Kamminga Nadia C W, Kievits June E C, Plaisier Peter W, Burgers Jako S, van der Veldt Astrid M, van den Brand Jan A G J, Mulder Mark, Wakkee Marlies, Lugtenberg Marjolein, Nijsten Tamar
Department of Dermatology, Erasmus MC Cancer Institute, University Medical Center Rotterdam, the Netherlands.
Department of Surgery, Albert Schweitzer Hospital, Dordrecht, the Netherlands.
Br J Dermatol. 2025 Jan 24;192(2):306-315. doi: 10.1093/bjd/ljae377.
Large language models (LLMs) have a potential role in providing adequate patient information.
To compare the quality of LLM responses with established Dutch patient information resources (PIRs) in answering patient questions regarding melanoma.
Responses from ChatGPT versions 3.5 and 4.0, Gemini, and three leading Dutch melanoma PIRs to 50 melanoma-specific questions were examined at baseline and for LLMs again after 8 months. Outcomes included (medical) accuracy, completeness, personalization, readability and, additionally, reproducibility for LLMs. Comparative analyses were performed within LLMs and PIRs using Friedman's Anova, and between best-performing LLMs and gold-standard (GS) PIRs using the Wilcoxon signed-rank test.
Within LLMs, ChatGPT-3.5 demonstrated the highest accuracy (P = 0.009). Gemini performed best in completeness (P < 0.001), personalization (P = 0.007) and readability (P < 0.001). PIRs were consistent in accuracy and completeness, with the general practitioner's website excelling in personalization (P = 0.013) and readability (P < 0.001). The best-performing LLMs outperformed the GS-PIR on completeness and personalization, yet it was less accurate and less readable. Over time, response reproducibility decreased for all LLMs, showing variability across outcomes.
Although LLMs show potential in providing highly personalized and complete responses to patient questions regarding melanoma, improving and safeguarding accuracy, reproducibility and accessibility is crucial before they can replace or complement conventional PIRs.
大语言模型在提供充分的患者信息方面具有潜在作用。
比较大语言模型的回答质量与荷兰已有的患者信息资源(PIRs)在回答有关黑色素瘤的患者问题时的质量。

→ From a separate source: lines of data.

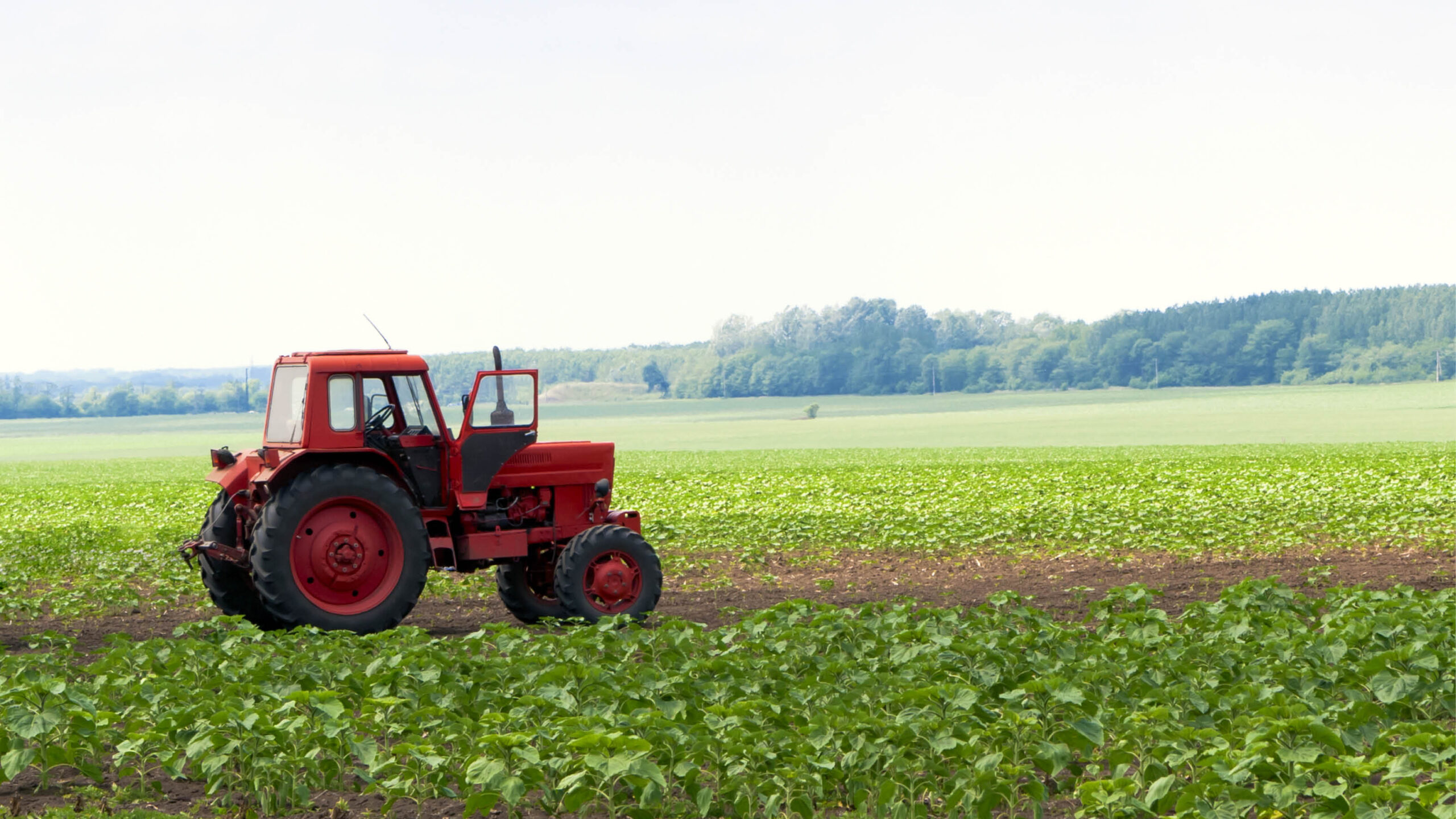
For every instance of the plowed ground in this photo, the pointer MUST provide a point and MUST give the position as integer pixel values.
(1062, 585)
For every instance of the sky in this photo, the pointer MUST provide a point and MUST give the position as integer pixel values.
(200, 184)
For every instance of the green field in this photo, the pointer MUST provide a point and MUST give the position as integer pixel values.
(1264, 701)
(1111, 417)
(94, 535)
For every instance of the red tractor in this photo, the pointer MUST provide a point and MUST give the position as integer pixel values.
(360, 487)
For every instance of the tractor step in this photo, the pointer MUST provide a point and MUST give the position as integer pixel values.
(216, 551)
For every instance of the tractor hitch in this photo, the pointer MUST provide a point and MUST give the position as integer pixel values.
(214, 550)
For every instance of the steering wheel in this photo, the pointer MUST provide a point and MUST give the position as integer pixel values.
(376, 421)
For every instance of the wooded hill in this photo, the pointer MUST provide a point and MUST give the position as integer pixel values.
(874, 346)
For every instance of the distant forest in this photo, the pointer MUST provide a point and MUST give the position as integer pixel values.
(877, 348)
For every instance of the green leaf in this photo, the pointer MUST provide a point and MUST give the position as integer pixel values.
(481, 804)
(513, 789)
(1305, 754)
(1160, 789)
(1389, 687)
(485, 771)
(15, 761)
(30, 725)
(574, 799)
(1091, 729)
(648, 770)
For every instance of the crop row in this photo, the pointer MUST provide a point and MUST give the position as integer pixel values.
(85, 537)
(1265, 700)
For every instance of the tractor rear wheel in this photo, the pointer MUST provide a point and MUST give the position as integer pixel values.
(609, 570)
(341, 548)
(529, 588)
(229, 585)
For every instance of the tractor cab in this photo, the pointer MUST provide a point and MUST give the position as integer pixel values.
(362, 484)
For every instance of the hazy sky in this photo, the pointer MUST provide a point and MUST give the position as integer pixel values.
(191, 184)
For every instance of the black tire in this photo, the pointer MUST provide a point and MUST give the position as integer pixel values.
(230, 586)
(280, 525)
(529, 588)
(592, 545)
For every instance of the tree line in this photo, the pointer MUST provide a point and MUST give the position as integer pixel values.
(875, 348)
(44, 400)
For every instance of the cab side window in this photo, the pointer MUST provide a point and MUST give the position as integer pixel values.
(372, 390)
(342, 410)
(414, 403)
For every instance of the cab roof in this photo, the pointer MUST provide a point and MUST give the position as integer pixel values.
(359, 361)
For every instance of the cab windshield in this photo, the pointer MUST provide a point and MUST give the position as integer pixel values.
(286, 404)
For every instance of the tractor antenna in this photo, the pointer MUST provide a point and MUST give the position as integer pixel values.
(388, 346)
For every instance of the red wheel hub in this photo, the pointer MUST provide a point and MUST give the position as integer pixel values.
(612, 582)
(347, 556)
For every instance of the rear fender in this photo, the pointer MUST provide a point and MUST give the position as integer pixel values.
(235, 478)
(290, 468)
(628, 518)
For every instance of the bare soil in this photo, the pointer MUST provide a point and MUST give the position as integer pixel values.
(1060, 585)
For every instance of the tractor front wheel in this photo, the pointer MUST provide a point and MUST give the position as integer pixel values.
(341, 548)
(529, 586)
(609, 570)
(229, 585)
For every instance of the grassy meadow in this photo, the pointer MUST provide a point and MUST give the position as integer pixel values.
(1418, 411)
(882, 710)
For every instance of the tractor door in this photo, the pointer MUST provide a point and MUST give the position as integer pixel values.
(411, 435)
(498, 423)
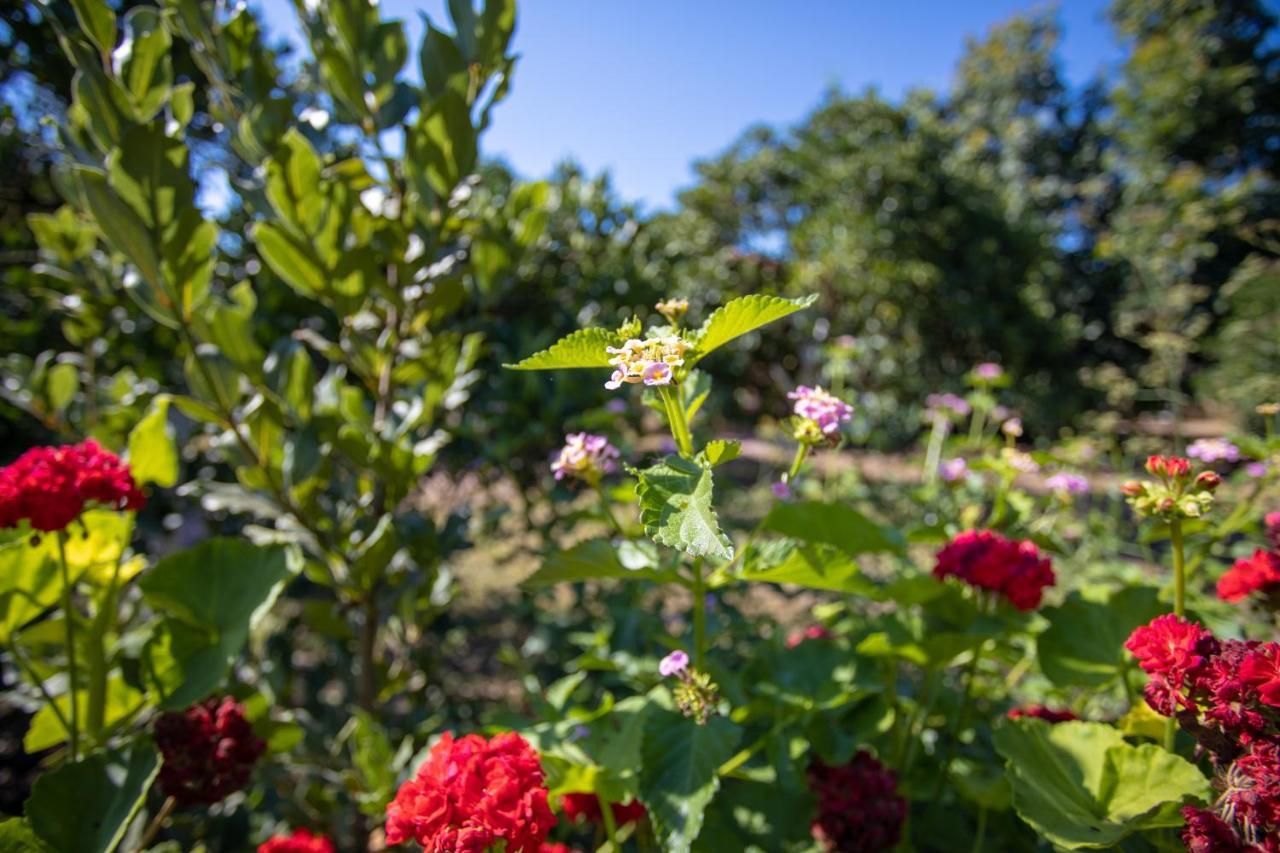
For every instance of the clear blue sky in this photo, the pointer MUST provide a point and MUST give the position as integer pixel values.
(644, 89)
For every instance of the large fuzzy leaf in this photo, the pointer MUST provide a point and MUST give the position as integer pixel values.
(583, 349)
(741, 315)
(676, 509)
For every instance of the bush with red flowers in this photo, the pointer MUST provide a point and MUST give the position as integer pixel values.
(208, 751)
(49, 487)
(471, 794)
(1008, 568)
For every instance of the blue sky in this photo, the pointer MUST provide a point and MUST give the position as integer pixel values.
(644, 89)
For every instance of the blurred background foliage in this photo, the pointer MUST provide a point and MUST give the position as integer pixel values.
(1112, 245)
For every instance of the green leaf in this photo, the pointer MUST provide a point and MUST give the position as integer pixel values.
(676, 509)
(1082, 785)
(86, 807)
(741, 315)
(833, 524)
(583, 349)
(152, 454)
(211, 594)
(677, 776)
(594, 560)
(1084, 642)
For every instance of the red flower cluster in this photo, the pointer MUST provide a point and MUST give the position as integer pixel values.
(859, 807)
(586, 806)
(1260, 573)
(990, 561)
(813, 632)
(1041, 712)
(297, 842)
(51, 486)
(1226, 694)
(471, 794)
(209, 751)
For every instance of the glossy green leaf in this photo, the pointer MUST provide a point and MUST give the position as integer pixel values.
(741, 315)
(1080, 785)
(86, 807)
(676, 509)
(583, 349)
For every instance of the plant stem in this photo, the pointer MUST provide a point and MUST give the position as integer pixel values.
(69, 619)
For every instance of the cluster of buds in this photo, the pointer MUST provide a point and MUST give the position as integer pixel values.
(673, 310)
(818, 415)
(695, 694)
(652, 361)
(585, 457)
(1176, 493)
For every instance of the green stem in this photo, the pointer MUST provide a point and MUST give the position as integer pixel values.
(69, 620)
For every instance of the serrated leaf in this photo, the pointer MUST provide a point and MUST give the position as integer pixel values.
(676, 509)
(677, 776)
(741, 315)
(583, 349)
(1082, 785)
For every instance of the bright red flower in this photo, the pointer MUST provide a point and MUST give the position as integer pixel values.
(859, 807)
(297, 842)
(51, 486)
(813, 632)
(1041, 712)
(209, 751)
(990, 561)
(586, 806)
(1249, 575)
(472, 793)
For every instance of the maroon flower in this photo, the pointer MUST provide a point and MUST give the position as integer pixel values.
(51, 486)
(859, 807)
(209, 751)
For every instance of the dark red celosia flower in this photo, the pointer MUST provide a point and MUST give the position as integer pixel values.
(297, 842)
(1249, 575)
(209, 751)
(586, 806)
(859, 808)
(1041, 712)
(471, 794)
(990, 561)
(50, 486)
(813, 632)
(1207, 833)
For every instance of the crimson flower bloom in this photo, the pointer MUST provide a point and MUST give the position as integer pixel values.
(209, 751)
(859, 807)
(471, 794)
(297, 842)
(51, 486)
(1249, 575)
(990, 561)
(586, 806)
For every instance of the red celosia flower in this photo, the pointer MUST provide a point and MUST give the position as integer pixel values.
(1261, 671)
(813, 632)
(990, 561)
(1207, 833)
(586, 806)
(472, 793)
(50, 486)
(1251, 575)
(1041, 712)
(858, 806)
(298, 842)
(209, 751)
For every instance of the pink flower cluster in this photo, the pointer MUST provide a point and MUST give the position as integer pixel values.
(585, 457)
(990, 561)
(859, 807)
(1226, 694)
(51, 486)
(821, 407)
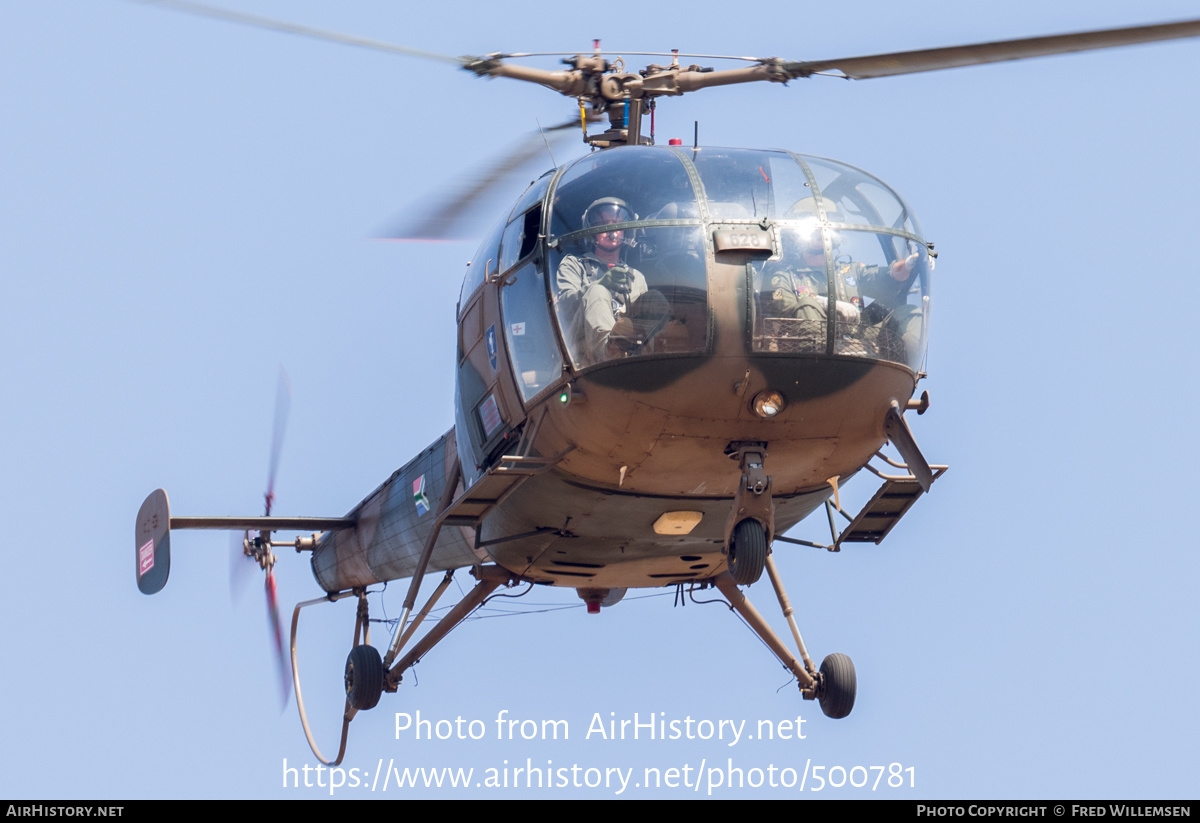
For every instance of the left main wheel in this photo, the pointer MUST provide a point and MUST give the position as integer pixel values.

在基线时检查ChatGPT 3.5和4.0版本、Gemini以及三个荷兰领先的黑色素瘤PIRs对50个黑色素瘤特定问题的回答,并在8个月后再次检查大语言模型的回答。结果包括(医学)准确性、完整性、个性化、可读性,此外还包括大语言模型的可重复性。使用弗里德曼方差分析在大语言模型和PIRs内部进行比较分析,并使用威尔科克森符号秩检验在表现最佳的大语言模型和金标准(GS)PIRs之间进行比较分析。
在大语言模型中,ChatGPT-3.5表现出最高的准确性(P = 0.009)。Gemini在完整性(P < 0.001)、个性化(P = 0.007)和可读性(P < 0.001)方面表现最佳。PIRs在准确性和完整性方面较为一致,全科医生网站在个性化(P = 0.013)和可读性(P < 0.001)方面表现出色。表现最佳的大语言模型在完整性和个性化方面优于GS-PIR,但准确性和可读性较低。随着时间的推移,所有大语言模型的回答可重复性均下降,不同结果存在差异。
尽管大语言模型在为患者关于黑色素瘤的问题提供高度个性化和完整的回答方面显示出潜力,但在它们能够取代或补充传统PIRs之前,提高并保障准确性、可重复性和可及性至关重要。